I just finished the 48 a few weeks ago on Bondcliff.  Now I have my eye turned to the NE 4,000 footers.  I've got all the NH and VT peaks finished and need most in ME to complete the list.  Aside from that I'm going to use the 100 highest list as suggested hikes.  I have no desire to bushwack, so I probably won't finish that list.

After all my list hikes are finished I'll probably go back to some favorite peaks, explore new areas not on any lists and hike familiar mountains by different trails. Also, my wife and I may start bagging waterfalls next year.


----------



## Mike P. (Aug 12, 2002)

*Peakbagging Options*

I finished the New England 4K's prior to needing Redington & Spaulding (Spaulding I did the day I did Abraham & Sugarloaf) so I need one more for my Piece of Mind.

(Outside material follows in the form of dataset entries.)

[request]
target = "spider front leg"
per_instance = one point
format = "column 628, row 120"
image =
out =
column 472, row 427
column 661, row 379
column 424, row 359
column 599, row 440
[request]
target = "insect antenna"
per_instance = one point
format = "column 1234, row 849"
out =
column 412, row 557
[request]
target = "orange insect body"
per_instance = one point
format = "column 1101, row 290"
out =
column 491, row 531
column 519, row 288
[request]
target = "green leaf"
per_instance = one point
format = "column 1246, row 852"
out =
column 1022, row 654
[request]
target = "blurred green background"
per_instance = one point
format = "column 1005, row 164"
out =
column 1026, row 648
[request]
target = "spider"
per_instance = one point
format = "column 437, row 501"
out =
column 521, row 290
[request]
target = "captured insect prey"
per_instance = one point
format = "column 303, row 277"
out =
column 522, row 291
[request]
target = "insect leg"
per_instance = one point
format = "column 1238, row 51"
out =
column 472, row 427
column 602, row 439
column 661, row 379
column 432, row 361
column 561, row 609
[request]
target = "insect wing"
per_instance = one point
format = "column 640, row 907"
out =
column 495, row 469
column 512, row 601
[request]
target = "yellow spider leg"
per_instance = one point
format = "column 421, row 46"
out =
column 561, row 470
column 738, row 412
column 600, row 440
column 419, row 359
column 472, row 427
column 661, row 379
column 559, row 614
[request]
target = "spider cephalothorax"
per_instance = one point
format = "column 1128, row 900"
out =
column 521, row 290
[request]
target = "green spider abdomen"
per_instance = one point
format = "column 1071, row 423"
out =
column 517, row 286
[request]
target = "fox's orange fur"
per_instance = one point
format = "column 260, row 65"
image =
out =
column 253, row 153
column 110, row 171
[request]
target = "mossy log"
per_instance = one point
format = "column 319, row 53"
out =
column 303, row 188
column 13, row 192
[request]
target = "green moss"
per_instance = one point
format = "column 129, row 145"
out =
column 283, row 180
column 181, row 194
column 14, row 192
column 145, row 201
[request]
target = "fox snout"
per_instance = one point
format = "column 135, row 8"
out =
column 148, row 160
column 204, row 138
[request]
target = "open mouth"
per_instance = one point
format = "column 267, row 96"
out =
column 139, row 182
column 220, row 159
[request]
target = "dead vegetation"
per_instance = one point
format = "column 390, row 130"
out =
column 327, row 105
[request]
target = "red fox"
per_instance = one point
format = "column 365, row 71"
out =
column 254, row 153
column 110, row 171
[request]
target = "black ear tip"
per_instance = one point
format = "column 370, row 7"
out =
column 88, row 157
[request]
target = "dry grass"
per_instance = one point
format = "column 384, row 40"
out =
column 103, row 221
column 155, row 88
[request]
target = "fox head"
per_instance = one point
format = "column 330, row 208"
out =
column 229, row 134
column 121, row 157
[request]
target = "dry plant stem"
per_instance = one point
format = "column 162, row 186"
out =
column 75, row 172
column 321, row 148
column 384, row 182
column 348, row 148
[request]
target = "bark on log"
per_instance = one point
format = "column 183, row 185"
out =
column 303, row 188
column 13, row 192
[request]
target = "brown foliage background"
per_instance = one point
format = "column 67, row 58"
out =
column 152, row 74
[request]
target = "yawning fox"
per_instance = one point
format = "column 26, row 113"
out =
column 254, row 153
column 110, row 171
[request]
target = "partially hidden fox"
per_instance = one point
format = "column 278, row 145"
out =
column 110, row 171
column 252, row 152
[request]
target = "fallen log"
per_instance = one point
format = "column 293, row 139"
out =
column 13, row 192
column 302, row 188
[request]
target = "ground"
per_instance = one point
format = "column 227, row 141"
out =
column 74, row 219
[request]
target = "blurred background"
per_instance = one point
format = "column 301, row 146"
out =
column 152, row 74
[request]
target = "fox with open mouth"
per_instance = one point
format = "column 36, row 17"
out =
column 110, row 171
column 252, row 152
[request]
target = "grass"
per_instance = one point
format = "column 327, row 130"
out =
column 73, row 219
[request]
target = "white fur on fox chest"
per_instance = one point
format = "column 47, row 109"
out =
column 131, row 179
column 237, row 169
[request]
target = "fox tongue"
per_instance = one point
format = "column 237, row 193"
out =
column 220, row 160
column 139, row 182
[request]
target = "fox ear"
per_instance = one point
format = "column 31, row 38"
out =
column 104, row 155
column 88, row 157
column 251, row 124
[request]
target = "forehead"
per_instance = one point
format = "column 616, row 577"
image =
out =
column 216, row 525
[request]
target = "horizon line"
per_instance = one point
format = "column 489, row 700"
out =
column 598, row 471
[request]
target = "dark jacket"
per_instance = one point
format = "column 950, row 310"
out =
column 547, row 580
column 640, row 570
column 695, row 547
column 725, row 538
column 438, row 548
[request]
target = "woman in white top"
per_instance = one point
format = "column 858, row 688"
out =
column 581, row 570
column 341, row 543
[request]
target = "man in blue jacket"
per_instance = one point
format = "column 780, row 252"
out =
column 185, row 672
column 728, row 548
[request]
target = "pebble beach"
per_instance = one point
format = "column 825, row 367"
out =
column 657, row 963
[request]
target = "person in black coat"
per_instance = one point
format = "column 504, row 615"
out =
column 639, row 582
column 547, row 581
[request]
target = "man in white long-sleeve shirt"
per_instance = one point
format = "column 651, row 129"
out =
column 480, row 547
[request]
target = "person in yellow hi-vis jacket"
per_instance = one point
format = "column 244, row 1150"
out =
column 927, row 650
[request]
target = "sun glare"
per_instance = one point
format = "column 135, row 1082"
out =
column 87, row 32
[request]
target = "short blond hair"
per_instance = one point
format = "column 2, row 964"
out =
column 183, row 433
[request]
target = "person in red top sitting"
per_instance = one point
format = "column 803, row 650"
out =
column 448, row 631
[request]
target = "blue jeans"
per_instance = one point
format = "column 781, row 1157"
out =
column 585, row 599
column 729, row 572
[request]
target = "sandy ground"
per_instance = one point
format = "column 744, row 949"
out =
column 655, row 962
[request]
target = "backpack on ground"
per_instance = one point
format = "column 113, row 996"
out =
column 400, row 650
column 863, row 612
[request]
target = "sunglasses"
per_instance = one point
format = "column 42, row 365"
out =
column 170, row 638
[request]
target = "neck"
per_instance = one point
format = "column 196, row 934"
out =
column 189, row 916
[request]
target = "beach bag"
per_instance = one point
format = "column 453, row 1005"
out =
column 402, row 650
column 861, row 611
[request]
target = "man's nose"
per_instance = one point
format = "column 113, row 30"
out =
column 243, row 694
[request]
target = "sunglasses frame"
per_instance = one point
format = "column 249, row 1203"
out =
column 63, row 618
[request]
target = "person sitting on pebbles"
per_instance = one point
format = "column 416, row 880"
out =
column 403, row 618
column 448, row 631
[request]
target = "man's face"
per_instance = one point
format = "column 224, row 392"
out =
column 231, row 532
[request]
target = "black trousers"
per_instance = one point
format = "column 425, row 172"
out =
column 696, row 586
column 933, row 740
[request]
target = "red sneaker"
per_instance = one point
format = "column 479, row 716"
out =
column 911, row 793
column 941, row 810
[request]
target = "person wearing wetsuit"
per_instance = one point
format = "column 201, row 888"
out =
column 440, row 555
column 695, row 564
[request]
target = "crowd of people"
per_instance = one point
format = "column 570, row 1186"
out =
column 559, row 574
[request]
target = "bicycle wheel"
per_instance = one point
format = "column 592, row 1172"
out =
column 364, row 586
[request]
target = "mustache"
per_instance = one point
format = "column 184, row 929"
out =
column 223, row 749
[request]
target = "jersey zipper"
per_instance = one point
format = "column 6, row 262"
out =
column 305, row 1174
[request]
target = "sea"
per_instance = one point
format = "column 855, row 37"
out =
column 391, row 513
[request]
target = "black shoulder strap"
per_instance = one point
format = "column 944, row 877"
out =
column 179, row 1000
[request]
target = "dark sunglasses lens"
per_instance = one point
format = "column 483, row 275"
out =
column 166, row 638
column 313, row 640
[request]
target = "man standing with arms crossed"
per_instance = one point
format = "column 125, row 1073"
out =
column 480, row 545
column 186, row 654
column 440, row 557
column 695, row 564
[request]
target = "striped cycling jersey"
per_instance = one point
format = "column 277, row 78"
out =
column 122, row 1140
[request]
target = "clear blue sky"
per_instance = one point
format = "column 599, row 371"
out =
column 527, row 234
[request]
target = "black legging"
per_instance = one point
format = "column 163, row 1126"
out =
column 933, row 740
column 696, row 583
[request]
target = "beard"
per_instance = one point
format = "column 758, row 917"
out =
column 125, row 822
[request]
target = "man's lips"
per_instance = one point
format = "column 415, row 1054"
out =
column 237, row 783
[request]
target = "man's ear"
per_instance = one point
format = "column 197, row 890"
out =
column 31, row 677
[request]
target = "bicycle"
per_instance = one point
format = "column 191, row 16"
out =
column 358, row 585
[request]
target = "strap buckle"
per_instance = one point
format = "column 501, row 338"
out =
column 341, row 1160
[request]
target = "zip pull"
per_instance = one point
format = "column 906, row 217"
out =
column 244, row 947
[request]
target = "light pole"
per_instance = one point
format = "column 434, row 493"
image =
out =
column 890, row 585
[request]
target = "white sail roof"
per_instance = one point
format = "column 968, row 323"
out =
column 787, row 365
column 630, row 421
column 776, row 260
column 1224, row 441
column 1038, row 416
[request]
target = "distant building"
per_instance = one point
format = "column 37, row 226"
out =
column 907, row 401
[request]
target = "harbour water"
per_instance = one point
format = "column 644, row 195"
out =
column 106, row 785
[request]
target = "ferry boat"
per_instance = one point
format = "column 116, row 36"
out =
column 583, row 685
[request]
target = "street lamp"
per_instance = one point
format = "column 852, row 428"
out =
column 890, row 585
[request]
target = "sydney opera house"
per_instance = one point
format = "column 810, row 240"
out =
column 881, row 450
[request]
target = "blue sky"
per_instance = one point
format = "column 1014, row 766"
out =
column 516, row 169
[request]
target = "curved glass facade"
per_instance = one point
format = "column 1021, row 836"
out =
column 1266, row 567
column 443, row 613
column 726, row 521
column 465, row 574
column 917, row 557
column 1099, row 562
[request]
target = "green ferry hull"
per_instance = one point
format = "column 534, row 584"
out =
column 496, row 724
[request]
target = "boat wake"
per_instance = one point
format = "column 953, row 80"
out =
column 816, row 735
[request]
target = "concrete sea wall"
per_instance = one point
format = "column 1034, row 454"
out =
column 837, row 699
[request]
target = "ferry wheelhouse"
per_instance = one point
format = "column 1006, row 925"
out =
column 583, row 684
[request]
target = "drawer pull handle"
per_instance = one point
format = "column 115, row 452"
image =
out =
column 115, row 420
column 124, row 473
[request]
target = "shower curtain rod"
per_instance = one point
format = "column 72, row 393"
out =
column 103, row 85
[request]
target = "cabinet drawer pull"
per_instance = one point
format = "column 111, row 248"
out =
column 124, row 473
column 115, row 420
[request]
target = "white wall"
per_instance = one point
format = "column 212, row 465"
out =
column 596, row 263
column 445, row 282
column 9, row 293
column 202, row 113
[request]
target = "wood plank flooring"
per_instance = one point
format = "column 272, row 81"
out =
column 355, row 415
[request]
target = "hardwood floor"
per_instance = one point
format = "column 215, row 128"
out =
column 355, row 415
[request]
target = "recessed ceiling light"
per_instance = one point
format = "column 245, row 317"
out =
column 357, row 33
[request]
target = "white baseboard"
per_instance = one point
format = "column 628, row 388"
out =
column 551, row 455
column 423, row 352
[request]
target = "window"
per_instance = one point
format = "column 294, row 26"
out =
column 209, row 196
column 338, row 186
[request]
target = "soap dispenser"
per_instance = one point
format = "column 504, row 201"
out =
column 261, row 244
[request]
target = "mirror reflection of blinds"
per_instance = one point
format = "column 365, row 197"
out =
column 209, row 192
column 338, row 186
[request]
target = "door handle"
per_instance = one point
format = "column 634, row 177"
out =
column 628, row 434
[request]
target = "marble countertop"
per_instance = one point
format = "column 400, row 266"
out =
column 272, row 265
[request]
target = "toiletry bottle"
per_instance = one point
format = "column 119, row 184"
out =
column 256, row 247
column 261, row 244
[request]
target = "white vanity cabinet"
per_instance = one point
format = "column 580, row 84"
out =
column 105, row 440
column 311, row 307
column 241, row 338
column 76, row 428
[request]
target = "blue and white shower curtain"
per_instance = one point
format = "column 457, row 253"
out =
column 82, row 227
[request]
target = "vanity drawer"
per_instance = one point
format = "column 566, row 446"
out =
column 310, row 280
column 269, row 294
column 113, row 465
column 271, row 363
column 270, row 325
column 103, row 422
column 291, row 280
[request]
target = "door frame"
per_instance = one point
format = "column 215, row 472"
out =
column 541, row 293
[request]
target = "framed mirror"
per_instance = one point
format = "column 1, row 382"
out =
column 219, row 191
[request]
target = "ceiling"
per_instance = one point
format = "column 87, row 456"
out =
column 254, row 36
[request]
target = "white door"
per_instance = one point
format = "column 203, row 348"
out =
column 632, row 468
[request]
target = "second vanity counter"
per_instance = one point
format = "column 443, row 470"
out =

I'm slowly pursuing the ADK 46 (was on 18 from 10/97 until last month - now 20) & 1/3 thru the Catskills but the bigger peakbagging pursuits are doing the NH 48 in a second or third season eventually doing them in all four.  I still have my favorites though.  This weekend I was on Franconia Ridge knocking off the four peaks there for all four seasons, it took 11 times to do Lincoln in the summer! (I've done three of twice in the Winter)

Also dabbling with trailbagging & doing the NH 48 solo.  You can always invent your own list to suit your fancy.


----------